Pycnarmon aripanalis

Scientific classification
- Kingdom: Animalia
- Phylum: Arthropoda
- Class: Insecta
- Order: Lepidoptera
- Family: Crambidae
- Genus: Pycnarmon
- Species: P. aripanalis
- Binomial name: Pycnarmon aripanalis (Hampson, 1899)
- Synonyms: Metrea aripanalis Hampson, 1899;

= Pycnarmon aripanalis =

- Authority: (Hampson, 1899)
- Synonyms: Metrea aripanalis Hampson, 1899

Species of moth

Pycnarmon aripanalis is a moth in the family Crambidae. It was described by George Hampson in 1899. It is found in Australia, where it has been recorded from Queensland.

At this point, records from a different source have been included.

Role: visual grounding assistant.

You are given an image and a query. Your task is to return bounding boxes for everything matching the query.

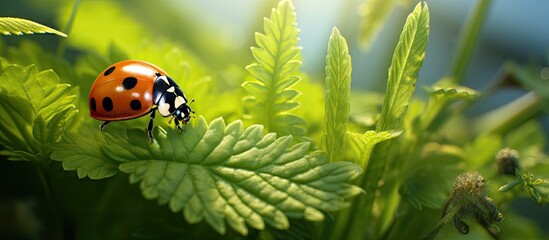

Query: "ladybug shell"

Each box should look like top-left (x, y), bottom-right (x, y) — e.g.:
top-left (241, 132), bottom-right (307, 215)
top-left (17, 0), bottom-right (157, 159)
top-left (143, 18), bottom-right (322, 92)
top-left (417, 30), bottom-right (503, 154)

top-left (88, 60), bottom-right (167, 121)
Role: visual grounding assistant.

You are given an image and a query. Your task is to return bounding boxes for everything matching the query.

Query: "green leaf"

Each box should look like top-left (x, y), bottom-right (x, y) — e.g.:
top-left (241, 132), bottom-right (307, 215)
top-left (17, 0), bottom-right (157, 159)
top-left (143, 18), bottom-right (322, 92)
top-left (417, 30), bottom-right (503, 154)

top-left (359, 0), bottom-right (396, 48)
top-left (52, 117), bottom-right (361, 235)
top-left (0, 17), bottom-right (67, 37)
top-left (462, 134), bottom-right (502, 170)
top-left (322, 27), bottom-right (351, 162)
top-left (0, 65), bottom-right (76, 161)
top-left (50, 127), bottom-right (118, 179)
top-left (332, 3), bottom-right (429, 239)
top-left (348, 131), bottom-right (402, 169)
top-left (376, 3), bottom-right (429, 132)
top-left (242, 1), bottom-right (305, 137)
top-left (418, 82), bottom-right (480, 131)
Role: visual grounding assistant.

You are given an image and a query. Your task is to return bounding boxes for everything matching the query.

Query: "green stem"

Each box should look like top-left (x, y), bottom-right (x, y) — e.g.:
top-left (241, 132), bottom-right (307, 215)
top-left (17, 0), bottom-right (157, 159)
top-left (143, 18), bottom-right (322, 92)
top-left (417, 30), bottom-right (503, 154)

top-left (56, 0), bottom-right (80, 57)
top-left (450, 0), bottom-right (491, 84)
top-left (474, 92), bottom-right (545, 134)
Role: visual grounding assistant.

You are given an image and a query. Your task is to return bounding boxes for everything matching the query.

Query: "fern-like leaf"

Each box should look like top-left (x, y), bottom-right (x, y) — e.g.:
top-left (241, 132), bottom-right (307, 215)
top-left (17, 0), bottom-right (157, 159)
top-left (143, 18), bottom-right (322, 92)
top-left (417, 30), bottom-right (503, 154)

top-left (0, 62), bottom-right (76, 161)
top-left (242, 1), bottom-right (305, 137)
top-left (336, 3), bottom-right (429, 238)
top-left (376, 3), bottom-right (429, 131)
top-left (0, 17), bottom-right (67, 37)
top-left (52, 117), bottom-right (361, 235)
top-left (322, 27), bottom-right (351, 162)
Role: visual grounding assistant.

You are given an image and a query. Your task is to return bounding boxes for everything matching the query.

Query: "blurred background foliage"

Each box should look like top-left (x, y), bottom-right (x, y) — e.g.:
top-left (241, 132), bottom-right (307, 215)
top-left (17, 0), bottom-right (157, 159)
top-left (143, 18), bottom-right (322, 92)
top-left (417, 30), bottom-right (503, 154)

top-left (0, 0), bottom-right (549, 239)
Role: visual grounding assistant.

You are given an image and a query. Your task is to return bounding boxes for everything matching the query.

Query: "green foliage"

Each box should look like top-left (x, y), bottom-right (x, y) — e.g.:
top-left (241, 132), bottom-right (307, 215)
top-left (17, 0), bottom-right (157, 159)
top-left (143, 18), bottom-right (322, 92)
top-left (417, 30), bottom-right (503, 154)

top-left (360, 0), bottom-right (397, 48)
top-left (52, 118), bottom-right (361, 235)
top-left (322, 27), bottom-right (351, 162)
top-left (242, 1), bottom-right (305, 137)
top-left (498, 171), bottom-right (549, 206)
top-left (0, 62), bottom-right (76, 162)
top-left (348, 131), bottom-right (402, 169)
top-left (0, 0), bottom-right (549, 239)
top-left (376, 3), bottom-right (429, 131)
top-left (0, 17), bottom-right (67, 37)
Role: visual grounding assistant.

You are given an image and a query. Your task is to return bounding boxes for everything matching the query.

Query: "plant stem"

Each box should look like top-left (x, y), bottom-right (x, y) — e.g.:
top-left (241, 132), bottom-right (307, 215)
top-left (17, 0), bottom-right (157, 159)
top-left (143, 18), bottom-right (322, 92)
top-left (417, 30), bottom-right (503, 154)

top-left (56, 0), bottom-right (80, 57)
top-left (450, 0), bottom-right (491, 84)
top-left (474, 92), bottom-right (545, 134)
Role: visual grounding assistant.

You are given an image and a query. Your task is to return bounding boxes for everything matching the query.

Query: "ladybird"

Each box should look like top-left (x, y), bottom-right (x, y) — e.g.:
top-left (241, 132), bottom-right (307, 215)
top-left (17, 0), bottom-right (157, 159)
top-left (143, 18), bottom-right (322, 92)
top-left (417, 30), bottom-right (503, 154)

top-left (88, 60), bottom-right (194, 142)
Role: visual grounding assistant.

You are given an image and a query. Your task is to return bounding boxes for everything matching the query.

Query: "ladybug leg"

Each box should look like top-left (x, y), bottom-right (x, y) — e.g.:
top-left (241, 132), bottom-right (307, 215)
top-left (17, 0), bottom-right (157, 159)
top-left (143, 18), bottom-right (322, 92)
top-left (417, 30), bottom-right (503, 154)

top-left (147, 108), bottom-right (156, 142)
top-left (174, 118), bottom-right (183, 132)
top-left (99, 121), bottom-right (111, 131)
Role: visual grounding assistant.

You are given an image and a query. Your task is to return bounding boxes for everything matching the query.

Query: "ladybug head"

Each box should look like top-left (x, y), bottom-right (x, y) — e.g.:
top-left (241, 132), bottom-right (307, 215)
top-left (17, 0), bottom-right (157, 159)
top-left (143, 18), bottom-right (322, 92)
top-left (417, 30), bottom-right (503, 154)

top-left (173, 103), bottom-right (194, 124)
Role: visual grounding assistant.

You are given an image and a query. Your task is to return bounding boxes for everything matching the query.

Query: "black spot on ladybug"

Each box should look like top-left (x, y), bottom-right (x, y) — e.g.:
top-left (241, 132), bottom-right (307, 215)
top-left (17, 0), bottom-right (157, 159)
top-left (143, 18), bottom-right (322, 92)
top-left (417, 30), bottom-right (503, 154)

top-left (130, 100), bottom-right (141, 110)
top-left (90, 98), bottom-right (97, 112)
top-left (103, 66), bottom-right (116, 76)
top-left (101, 97), bottom-right (114, 112)
top-left (122, 77), bottom-right (137, 90)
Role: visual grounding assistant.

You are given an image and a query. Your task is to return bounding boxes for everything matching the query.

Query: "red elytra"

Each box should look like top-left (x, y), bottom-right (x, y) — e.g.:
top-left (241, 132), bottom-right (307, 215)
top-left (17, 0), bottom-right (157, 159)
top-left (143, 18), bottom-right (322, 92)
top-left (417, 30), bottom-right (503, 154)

top-left (88, 60), bottom-right (193, 141)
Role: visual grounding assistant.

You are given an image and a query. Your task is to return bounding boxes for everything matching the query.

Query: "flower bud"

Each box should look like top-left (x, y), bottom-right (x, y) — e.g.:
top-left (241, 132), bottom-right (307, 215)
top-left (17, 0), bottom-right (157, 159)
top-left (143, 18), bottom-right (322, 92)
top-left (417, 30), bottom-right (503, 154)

top-left (442, 172), bottom-right (503, 238)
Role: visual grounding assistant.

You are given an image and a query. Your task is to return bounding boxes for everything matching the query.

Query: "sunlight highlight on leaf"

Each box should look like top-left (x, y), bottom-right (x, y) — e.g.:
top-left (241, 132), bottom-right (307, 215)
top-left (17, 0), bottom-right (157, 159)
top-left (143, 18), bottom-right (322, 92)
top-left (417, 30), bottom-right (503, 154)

top-left (376, 3), bottom-right (429, 131)
top-left (0, 62), bottom-right (76, 161)
top-left (242, 1), bottom-right (305, 137)
top-left (96, 117), bottom-right (361, 235)
top-left (322, 27), bottom-right (352, 162)
top-left (0, 17), bottom-right (67, 37)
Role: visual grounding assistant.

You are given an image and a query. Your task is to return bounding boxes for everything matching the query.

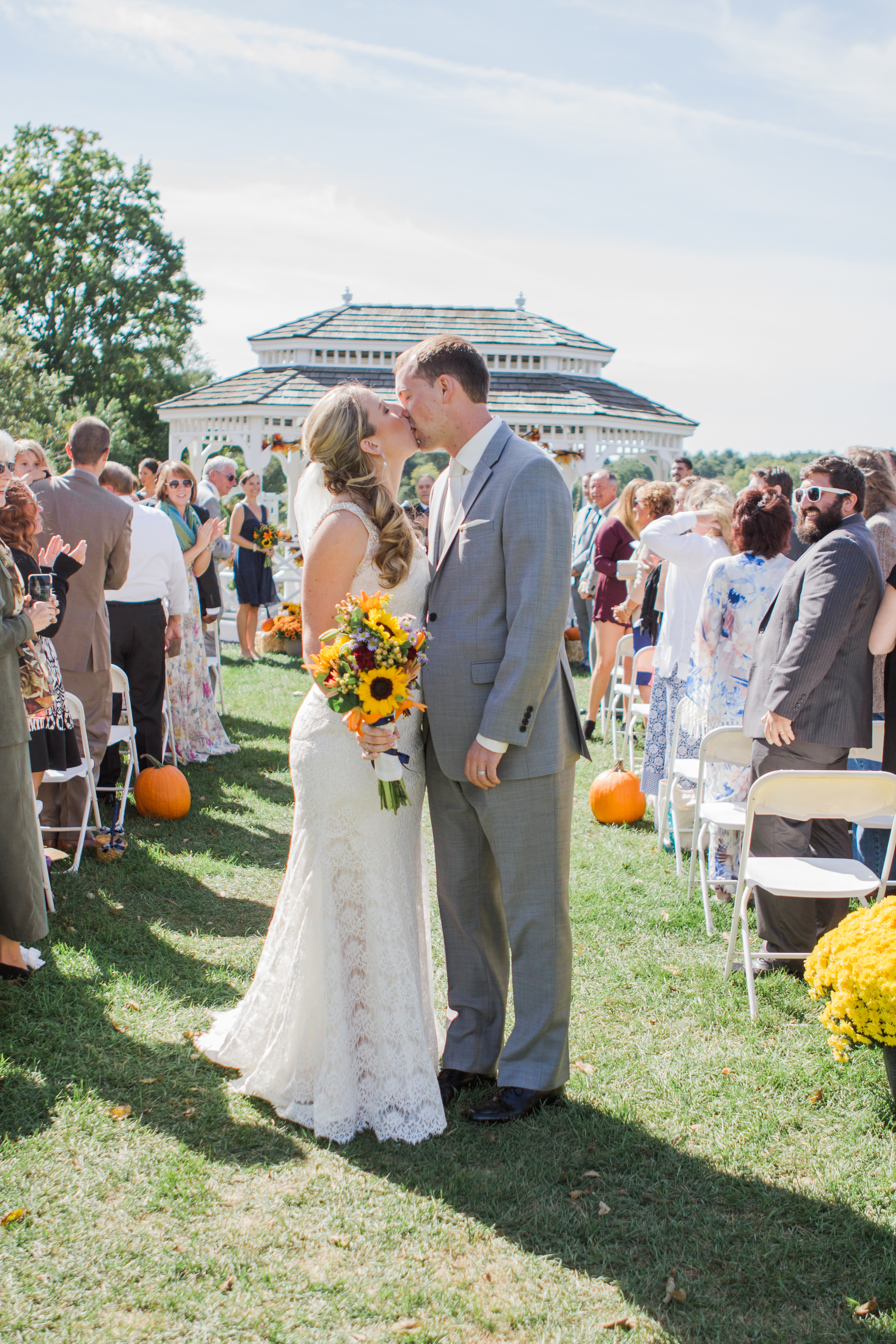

The wingspan is about 22 mm. Adults are white, the forewings with a black spot at the base of the costa and a subbasal series of three spots. The antemedial line is represented by spots on the costa and the inner margin. There is a speck towards the end of the cell and a large discoidal spot. The postmedial line is sinuous and has spots on the costa and inner margin. There is a dentate subterminal line developing into a spot in the middle, as well as a terminal series of points. The hindwings have a black discoidal spot and a sinuous postmedial line, as well as a terminal series of points.